"A new work?"
Rei hung up the phone.
The information Misaki had just given him was honestly shocking.
Between January and February next year, Dream Comics, the flagship magazine of Hoshimori Publishing, would have open serialization slots, and he, Rei Kirishima might even qualify to submit.
Rei knew exactly how rare this was.
For a magazine like Dream Comics, serialization slots almost never open
Any manga that gets in stays as long as the artist can keep it alive
Authors with million-copy volumes earn absurd amounts
Entering one of the top six magazines = financial freedom in Japan's manga world
Rei rubbed his forehead hard.
"But I haven't remembered a single long work from my past life! This is torture…"
He sighed.
"Well, these things can't be forced. Maybe if I sleep on it, something will come back."
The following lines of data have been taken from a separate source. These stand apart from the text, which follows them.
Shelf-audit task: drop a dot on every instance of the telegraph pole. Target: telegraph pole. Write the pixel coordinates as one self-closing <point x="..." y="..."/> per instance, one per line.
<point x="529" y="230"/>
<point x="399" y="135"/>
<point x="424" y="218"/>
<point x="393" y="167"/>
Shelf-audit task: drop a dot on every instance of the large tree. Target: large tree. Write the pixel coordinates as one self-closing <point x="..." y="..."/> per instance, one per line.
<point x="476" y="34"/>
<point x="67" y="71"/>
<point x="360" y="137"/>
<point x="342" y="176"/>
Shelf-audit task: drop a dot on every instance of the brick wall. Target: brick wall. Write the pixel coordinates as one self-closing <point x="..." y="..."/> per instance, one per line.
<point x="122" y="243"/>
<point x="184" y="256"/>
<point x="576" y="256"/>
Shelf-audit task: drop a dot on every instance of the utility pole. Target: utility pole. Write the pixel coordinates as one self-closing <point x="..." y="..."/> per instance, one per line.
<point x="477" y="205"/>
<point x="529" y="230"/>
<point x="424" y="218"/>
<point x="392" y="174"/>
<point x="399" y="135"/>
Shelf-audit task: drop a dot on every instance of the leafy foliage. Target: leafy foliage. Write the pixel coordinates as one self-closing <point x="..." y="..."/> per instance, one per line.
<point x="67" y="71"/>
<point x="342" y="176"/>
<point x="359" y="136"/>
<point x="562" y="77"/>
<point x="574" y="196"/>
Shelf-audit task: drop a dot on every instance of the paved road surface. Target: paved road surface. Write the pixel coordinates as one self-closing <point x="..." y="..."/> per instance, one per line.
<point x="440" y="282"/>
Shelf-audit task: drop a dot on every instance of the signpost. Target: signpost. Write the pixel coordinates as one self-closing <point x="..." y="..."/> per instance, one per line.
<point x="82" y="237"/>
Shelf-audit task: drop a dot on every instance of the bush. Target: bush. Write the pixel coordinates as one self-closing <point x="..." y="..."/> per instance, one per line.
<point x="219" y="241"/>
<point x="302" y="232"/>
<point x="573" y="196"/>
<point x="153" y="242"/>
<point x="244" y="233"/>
The weekend ended quickly, and Monday arrived.
The moment Rei entered the classroom, he heard Hana and Yui loudly ranting about "Shirogane-sensei."
"Shirogane-sensei is too cruel! Does she even have a heart!?"
"I don't dare read Chapter 9, she's going to destroy me."
"Did she get dumped by her boyfriend and decided to take revenge on society!?"
From the side, Miyu couldn't resist teasing them.
"You two were the ones who swore you'd be Shirogane's fans for life. That didn't last long."
"We're not hating her!" Rina insisted.
"This is critique. Critique!"
"But the manga's fate is sealed. Toru is gone. I just hope Shirogane-sensei handles the aftermath well, and doesn't make it even more painful," Hana sighed, chin on her hand, gaze drifting out the window toward Rei.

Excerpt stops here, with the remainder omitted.